No meio do poema tinha um diálogo.

(Tony R. M. Rodrigues)

E Deus chegou-se para o poeta:

- Psiu... psiu, aqui embaixo... oi!

- Opa! Beleza, seu Deus? Mas, vem cá, não estamos em lugares trocados, não?

- Seu tanso, eu sou Deus, estou em todos os lugares.

- Ah, viesse pra me xingar, né, seu megalomaniacozinho...

- Não, não... escuta... esse lance aí de estado de espírito nas artes...

- Que que tem?

- Vai por mim, não pega muito bem esse lance do poema-desabafo-quentinho-feito-agora aí...

Poeta fazendo cara de poucos amigos. Deus, cagando e andando pra isso, continua:

- Negócio é o seguinte: de criação eu entendo. Esse lance de tu pegares uma ideia e pôr pra fora sem dar uma suada básica de trabalho em cima (o soneto do Bilac, lembra?), acaba com parte do valor da tua mercadoria, mano.

O poeta ri por Deus falar com as mãos na cintura e o olhar bem sério. Pousa o copinho de boteco com o café e aceita entrar no diálogo:

- Vem cá... Cê já leu algum poema meu?

- Pergunta mais besta, não? Mas já, já li sim... e vejo potencialidade em ti, camarada, mas esse lance de querer sair publicando tudo que desce pela cachola assim, sem trabalhar um pouquinho mais primeiro...
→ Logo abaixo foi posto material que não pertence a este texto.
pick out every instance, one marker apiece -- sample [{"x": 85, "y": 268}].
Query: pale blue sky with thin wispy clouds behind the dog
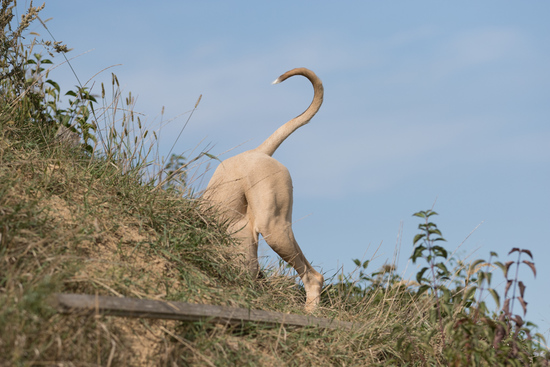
[{"x": 424, "y": 100}]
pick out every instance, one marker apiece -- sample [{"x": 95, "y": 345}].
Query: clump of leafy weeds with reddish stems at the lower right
[{"x": 460, "y": 329}]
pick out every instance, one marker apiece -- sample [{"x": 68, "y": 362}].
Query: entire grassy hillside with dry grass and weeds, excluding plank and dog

- De qual deles você não gostou, Deus?

- Não, meu querido! Não é nem isso, a questão é a seguinte, deixa eu ser mais claro – conversa Deus, arregaçando as mangas -, tu até escreves bem, mas o lance é essa naba do imediatismo, essa naba aí entra em confronto com o lance do espírito.

- Como assim?

- Tipo, tu concordas (mesmo sendo ateu) que o poema tem uma questão de espírito, de inspiração, de intuição, essas coisas todas, não?

- Sim.

- Então. Imagina 10 poemas falando sobre o amor, um escrito em alemão, outro em japonês, dois escritos em 1940, um escrito antes de Cristo...

- Sim.

- Isso é uma coisa. Se você manjar de leitura na língua dos poemas, vai ter uma riqueza de leituras sobre poemas de amor, não?

- Talvez. Mas digamos que sim.

- Certo. Outra coisa é você imaginar dez mil poemas postados todos os dias num site literário falando sobre o amor, não achas?

- Sei... Hummmm... Será que não tem a ver com o lance da aura, não?

- Isso, acho que tem sim, aquela do Benjamin, né? Sim, tem sim. Mas veja que, do ponto de vista individual, temos sim dez mil autores originais, cada um está passando por seu momento de vida que o impulsiona a escrever um poema sobre o amor a sua forma, mas, do ponto de vista do leitor e do mercado, vai ter muita repetição, aí entra em cheque a originalidade. Estamos falando aqui de um problema de originalidade sem necessariamente falar de cópia, entende?

- Sim, Senhor. Não sou tão burro, né!

- Tá, e agora eu te pergunto: e como dar conta desse problema?

O poeta lima, sofre, sua... compõe um soneto silenciosamente para a alminha boa de um menino doente... pensa ouvir estrelas... por fim, desiste de tentar dar nó em pingo d’ água e confessa a Deus:

- Sei não, Deus... Dizei, amado Mestre, ó divino Guru.

- Cara, é só lembrar do “e o verbo se fez carne”! Na boa, veja só: usa o espírito a teu favor. Uma coisa é o estado de espírito, outra é a consciência e a presença de espírito, e a rádio poética consegue sintonizar essas duas faixas.

O poeta deixa escapar uma expressão meio de desagrado por esta comparação, mas Deus nem liga (muito) e segue sua explanação:

- Uma coisa muito boa é você fisgar a essência do poema, a chama, a luz, mas outra muito boa também é você ter como objetivo ir brincando seriamente com a forma de dizer, as figuras de linguagem a utilizar, a intertextualidade a manifestar, ir dando carne para seu esqueleto de luz, entende? Ora, um espírito de luz não foi feito para habitar um esqueleto! Por isso a necessidade de uma carne, e uma carne bem trabalhadinha.

- Mas isso tudo não acaba sendo muito “pedagógico”, Deus?

- Ah, passa por cima disso e tira o suprassumo pro teu ABC da literatura.

- E qual seria esse suprassumo?

- Que tanto o espírito como a carne alimentam um ao outro pelo paladar da essência.

- Bonito isso, daria um belo aforismo.

- Obrigado. E agora tenho de ir, pois Jesus tá de febre por causa de um espinho encravado no pé e ainda não passei na farmácia.